Gandour publicou livros referentes ao turismo, como “O melhor do Brasil – Uma seleção de atrações turísticas e passeios imperdíveis” e o “Guia Visual Folha de S.Paulo”.

Convicto defensor dos métodos de apuração jornalística como garantia de um produto de qualidade, no último dia 9 de abril, Gandour publicou na Folha de S.Paulo um artigo de opinião em que fala sobre a atuação da imprensa durante a prisão do ex-presidente Lula e sobre a importância do jornalismo para a construção da democracia. Ele escreveu: “Desde a redemocratização, reportagens têm sido um dos trilhos essenciais até os tempos presentes. Da segurança pública ao combate à corrupção, o jornalismo tem ajudado na construção e depuração institucional”.

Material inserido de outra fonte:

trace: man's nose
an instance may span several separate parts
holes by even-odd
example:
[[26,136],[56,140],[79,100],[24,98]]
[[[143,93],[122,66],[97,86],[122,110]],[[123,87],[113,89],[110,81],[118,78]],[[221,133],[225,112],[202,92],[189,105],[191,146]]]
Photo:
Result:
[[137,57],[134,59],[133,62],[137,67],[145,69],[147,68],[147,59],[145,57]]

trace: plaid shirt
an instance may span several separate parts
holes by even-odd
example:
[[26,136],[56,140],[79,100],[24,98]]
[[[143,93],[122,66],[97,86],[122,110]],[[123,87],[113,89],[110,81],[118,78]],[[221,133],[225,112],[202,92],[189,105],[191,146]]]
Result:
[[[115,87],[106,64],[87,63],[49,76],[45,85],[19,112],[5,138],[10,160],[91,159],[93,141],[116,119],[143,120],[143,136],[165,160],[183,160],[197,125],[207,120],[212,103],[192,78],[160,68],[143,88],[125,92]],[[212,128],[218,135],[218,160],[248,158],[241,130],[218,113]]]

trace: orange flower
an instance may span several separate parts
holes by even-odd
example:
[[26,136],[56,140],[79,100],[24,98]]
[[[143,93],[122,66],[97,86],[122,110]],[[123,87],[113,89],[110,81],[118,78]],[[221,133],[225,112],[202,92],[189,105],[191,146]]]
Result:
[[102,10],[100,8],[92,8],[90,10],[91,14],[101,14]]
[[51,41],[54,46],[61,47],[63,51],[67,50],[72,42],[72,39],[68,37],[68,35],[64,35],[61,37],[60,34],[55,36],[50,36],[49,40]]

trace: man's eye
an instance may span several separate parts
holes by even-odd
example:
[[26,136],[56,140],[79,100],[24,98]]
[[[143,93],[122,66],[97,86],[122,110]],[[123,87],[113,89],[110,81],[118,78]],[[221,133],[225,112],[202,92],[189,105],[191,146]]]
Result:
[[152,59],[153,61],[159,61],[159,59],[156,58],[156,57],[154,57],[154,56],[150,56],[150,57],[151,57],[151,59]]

Nascido em Alfenas (MG), em 1954, Caio Túlio Costa é jornalista formado pela Escola de Comunicação e Artes da Universidade de São Paulo (ECA/USP) e possui um doutorado em Ciências da Comunicação também pela USP. Cofundador do Torabit, uma empresa de monitoramento da atividade de perfis em redes, hoje é professor de pós-graduação em Jornalismo na Escola Superior de Propaganda e Marketing (ESPM-SP).

Em 1981, começou a trabalhar no Grupo Folha, onde ficou até 2002, exercendo diversos cargos. Até 1987, foi secretário de redação da Folha de S.Paulo, posteriormente correspondente internacional em Paris. Em 1989, tornou-se o primeiro ombudsman da imprensa brasileira e criou a Revista da Folha. Antenado às tecnologias, sempre foi muito inovador. Fundou no ano de 1996 o Universo Online, conhecido como UOL, que é até hoje um dos principais portais do Brasil. Lá, ocupou o cargo de diretor-geral até 2002.

Em 2006 assumiu a presidência do Internet Group, pertencente à Brasil Telecom, e uniu os portais iG, iBest e BrTurbo. Em 2010 e 2014 trabalhou como coordenador digital das campanhas de Marina Silva à presidência do Brasil.

Caio Túlio Costa é autor de quatro livros: “O que é anarquismo” (Brasiliense, 1981), “Ombudsman – o relógio de Pascal” (Geração Editorial, 2006; Siciliano, 1990), “Cale-se” (A Girafa, 2003) e “Ética, jornalismo e nova mídia – uma moral provisória” (Zahar, 2009). Também é coautor do Manual geral de redação da Folha (1984) e organizou as obras 50 brasileiros param para pensar o país (Instituto DNA Brasil, 2005) e Somos ou estamos corruptos? (Instituto DNA Brasil: 2006).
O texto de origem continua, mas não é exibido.